En mi época ni se progresaba
adecuadamente ni se necesitaba mejorar. Los profesores se limitaban a valorar
del 0 al 10, con lo que facilitaban tanto a alumnos como a padres la
comprensión del mensaje recibido. De este modo, se ponían de manifiesto las
mejores capacidades o las mayores habilidades para enfrentar determinadas
materias y, con datos objetivos, era posible decidirse por un futuro
científico, humanístico, laboral o de otra índole.
De más está decir que las malas
notas no eran motivo suficiente para acudir a la consulta de un psicoterapeuta
infantil. La temida bronca casera se revelaba como la más eficaz de las
terapias. Los adultos apenas frecuentaban los colegios y no existía la
costumbre actual de las reuniones de principio de curso, ni las entregas de
notas en mano, ni las horas de tutoría obligatoria. En compensación, los
maestros se alzaban como referentes cuya autoridad nadie discutía, aunque, a
veces -todo hay que decirlo-, injustamente.
Sin embargo, a día de hoy, el
docente es uno de los colectivos profesionales con mayor incremento de bajas
por enfermedad laboral y un considerable número de quienes lo integran han
perdido la ilusión por el desempeño de una profesión eminentemente vocacional,
sintiéndose inermes para enfrentarse, por un lado, al incremento de las faltas
de respeto de niños y adolescentes y, por otro, a reclamaciones paternas a
menudo extemporáneas y carentes de fundamento.
Es muy decepcionante comprobar que
algunos de los cerebros que dirigieron en las últimas décadas las políticas
educativas decidieran que las jóvenes generaciones se igualaran por lo bajo, de
tal manera que quien se esforzaba, poseía talento y ganas de aprender, se veía
sin apenas alicientes cuando comprobaba que su compañero de pupitre, gracias a
los progresistas criterios de calificación de los centros escolares, obtenía (sigue obteniendo) unos réditos muy similares a los
suyos con una mínima dedicación al estudio.

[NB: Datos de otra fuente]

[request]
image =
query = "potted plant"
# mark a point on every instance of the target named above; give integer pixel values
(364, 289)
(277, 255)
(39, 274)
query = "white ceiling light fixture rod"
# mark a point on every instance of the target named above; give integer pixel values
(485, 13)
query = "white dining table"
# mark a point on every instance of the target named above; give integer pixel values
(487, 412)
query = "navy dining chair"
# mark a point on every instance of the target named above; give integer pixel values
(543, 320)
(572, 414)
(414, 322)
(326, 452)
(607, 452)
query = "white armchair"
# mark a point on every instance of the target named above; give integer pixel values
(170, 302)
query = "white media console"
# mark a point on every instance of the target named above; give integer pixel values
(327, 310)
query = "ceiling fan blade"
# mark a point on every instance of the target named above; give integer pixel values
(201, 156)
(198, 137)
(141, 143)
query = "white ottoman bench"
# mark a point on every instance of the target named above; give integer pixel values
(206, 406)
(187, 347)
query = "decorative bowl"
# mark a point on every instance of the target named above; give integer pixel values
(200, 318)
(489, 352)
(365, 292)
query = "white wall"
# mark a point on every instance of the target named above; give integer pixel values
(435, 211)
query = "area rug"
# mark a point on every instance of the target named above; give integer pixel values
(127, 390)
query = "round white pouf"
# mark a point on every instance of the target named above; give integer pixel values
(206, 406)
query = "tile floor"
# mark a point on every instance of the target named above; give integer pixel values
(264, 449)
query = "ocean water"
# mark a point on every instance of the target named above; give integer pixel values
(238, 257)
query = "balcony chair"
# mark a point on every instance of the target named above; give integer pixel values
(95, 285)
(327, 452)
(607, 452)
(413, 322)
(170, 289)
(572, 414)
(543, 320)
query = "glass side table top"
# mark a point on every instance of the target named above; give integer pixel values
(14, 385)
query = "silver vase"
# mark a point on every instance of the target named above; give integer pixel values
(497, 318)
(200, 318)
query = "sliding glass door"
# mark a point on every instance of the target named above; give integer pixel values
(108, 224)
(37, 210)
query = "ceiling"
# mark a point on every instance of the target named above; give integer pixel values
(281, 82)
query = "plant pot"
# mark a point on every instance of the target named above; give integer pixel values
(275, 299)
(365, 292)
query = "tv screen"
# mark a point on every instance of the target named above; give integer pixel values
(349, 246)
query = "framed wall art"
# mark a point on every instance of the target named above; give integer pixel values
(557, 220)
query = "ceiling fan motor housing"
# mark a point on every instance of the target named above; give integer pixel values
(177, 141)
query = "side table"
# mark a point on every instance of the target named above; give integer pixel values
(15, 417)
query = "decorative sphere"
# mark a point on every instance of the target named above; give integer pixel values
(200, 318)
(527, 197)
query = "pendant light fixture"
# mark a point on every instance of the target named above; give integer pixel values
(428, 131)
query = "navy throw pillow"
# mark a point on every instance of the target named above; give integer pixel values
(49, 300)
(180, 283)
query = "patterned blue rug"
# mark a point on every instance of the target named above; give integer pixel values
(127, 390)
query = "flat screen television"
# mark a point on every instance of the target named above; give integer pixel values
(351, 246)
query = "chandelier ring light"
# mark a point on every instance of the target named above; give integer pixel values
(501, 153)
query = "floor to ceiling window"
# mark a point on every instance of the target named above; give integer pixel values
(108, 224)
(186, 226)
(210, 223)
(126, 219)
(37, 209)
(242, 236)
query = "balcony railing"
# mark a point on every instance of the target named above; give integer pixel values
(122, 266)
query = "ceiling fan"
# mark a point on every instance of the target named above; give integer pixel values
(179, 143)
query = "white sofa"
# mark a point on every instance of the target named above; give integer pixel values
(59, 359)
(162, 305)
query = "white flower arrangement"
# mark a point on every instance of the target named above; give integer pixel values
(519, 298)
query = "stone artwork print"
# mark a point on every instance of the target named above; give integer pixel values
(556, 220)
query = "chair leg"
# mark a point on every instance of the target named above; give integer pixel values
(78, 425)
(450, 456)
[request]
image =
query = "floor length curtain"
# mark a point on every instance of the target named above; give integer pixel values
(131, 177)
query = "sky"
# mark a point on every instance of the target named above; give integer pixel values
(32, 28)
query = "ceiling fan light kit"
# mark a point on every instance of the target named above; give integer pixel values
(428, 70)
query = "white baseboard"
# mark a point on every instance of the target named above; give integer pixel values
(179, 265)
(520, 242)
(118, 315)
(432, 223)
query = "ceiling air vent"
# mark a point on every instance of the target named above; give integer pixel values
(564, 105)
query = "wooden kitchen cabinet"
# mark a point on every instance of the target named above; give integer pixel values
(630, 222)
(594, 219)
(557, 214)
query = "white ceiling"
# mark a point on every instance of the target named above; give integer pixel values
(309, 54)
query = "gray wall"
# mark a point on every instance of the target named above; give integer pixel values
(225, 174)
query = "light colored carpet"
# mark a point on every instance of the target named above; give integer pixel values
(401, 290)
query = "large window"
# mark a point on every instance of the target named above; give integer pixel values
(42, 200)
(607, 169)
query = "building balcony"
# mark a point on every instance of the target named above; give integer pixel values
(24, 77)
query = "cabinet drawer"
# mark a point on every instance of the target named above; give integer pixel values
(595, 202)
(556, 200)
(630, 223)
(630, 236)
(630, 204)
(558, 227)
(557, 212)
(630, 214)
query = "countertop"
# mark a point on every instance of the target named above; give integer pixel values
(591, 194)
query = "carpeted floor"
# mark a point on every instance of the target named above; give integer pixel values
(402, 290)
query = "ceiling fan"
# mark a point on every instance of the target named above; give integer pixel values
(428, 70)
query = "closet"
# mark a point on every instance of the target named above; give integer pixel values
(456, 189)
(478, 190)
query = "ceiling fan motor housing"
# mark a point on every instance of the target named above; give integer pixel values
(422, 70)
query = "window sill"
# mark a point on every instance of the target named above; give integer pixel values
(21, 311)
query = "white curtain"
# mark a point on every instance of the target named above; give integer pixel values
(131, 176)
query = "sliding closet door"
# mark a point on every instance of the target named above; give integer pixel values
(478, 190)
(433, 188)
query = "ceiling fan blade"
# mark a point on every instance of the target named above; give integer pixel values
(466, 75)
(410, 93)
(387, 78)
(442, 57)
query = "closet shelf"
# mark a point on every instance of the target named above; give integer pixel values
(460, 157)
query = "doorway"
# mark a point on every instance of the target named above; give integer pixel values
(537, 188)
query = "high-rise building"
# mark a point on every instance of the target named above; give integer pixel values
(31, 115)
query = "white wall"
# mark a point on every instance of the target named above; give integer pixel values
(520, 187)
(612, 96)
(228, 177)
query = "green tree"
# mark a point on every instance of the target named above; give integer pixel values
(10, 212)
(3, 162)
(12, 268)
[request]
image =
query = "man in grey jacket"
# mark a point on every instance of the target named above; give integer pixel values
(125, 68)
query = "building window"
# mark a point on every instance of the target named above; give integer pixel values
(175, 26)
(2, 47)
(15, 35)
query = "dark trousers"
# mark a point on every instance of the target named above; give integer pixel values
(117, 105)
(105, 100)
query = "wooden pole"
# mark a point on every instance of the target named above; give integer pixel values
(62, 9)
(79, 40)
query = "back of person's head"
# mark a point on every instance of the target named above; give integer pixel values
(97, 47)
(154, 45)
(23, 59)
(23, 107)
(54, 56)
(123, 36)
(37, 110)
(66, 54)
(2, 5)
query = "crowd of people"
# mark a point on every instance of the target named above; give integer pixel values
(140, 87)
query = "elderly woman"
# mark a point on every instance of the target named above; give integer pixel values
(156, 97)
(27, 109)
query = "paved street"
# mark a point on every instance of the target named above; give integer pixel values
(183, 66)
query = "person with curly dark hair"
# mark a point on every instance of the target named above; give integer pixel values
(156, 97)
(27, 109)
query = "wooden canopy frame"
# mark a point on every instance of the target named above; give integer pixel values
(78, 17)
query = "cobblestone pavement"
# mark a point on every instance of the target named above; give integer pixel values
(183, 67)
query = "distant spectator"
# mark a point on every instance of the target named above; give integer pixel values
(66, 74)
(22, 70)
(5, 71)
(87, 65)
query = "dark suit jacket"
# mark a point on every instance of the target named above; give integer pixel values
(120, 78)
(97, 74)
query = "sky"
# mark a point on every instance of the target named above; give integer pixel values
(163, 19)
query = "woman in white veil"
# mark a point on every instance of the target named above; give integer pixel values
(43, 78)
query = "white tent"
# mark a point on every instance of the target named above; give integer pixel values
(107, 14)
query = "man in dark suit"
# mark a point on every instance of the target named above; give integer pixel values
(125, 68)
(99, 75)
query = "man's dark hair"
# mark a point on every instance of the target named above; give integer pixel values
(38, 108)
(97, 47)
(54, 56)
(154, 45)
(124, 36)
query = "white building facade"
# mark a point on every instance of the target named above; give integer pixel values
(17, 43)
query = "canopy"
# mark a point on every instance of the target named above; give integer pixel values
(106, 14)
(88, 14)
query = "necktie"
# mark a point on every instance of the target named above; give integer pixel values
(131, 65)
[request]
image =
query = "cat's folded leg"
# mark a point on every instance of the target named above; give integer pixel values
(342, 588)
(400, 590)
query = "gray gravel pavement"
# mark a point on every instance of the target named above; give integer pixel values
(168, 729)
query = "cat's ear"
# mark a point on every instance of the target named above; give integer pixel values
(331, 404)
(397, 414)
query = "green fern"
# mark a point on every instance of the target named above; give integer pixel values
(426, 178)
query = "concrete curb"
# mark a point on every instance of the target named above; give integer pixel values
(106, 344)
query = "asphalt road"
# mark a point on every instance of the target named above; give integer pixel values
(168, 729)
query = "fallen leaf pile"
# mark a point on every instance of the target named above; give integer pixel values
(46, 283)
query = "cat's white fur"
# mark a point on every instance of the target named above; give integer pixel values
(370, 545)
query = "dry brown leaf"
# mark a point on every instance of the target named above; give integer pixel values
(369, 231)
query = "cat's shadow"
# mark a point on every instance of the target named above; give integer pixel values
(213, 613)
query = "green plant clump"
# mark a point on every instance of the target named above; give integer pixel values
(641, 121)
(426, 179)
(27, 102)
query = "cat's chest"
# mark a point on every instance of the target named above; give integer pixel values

De hecho, aspirar a la excelencia
se contempla, en el mejor de los casos, como una utopía y, en el peor, como la
pretensión de cuatro pedantes pasados de moda.
Por ello, convencida de que la CULTURA y el SABER corren grave peligro, me
llena de inquietud la noticia que leo hoy en la prensa digital, acerca de la denominada
“Escuela del futuro”: los sistemas
educativos de todo el mundo sufrirán grandes modificaciones de aquí a 2030,
propiciados por la revolución tecnológica. En los próximos quince años,
Internet va a convertir los colegios en entornos interactivos que pondrán patas
arriba las formas tradicionales de aprendizaje y cambiarán la manera de ser de
docentes, padres y estudiantes.
Las clases
magistrales desaparecerán y el profesor ya no ejercerá sólo como transmisor de
conocimientos, sino que tendrá como principal misión guiar al alumno a través
de su propio proceso de aprendizaje. El currículo estará personalizado a la
medida de las necesidades de cada estudiante y se valorarán las habilidades
personales y las prácticas, más que los contenidos académicos.
La red será la
principal fuente del saber, incluso más que el colegio, y el inglés se
consolidará como la lengua global de la enseñanza. Asimismo, la educación será
más cara y durará toda la vida.
Ante semejante panorama, me limitaré a reproducir dos
frases de expertos en la materia cuyo contenido comparto al cien por cien:
«Aprender a
aprender está bien, pero primero hay que saber de Matemáticas, Ciencias o
Historia. Lo que nos sirve es el conocimiento, porque no se aprende fuera de él»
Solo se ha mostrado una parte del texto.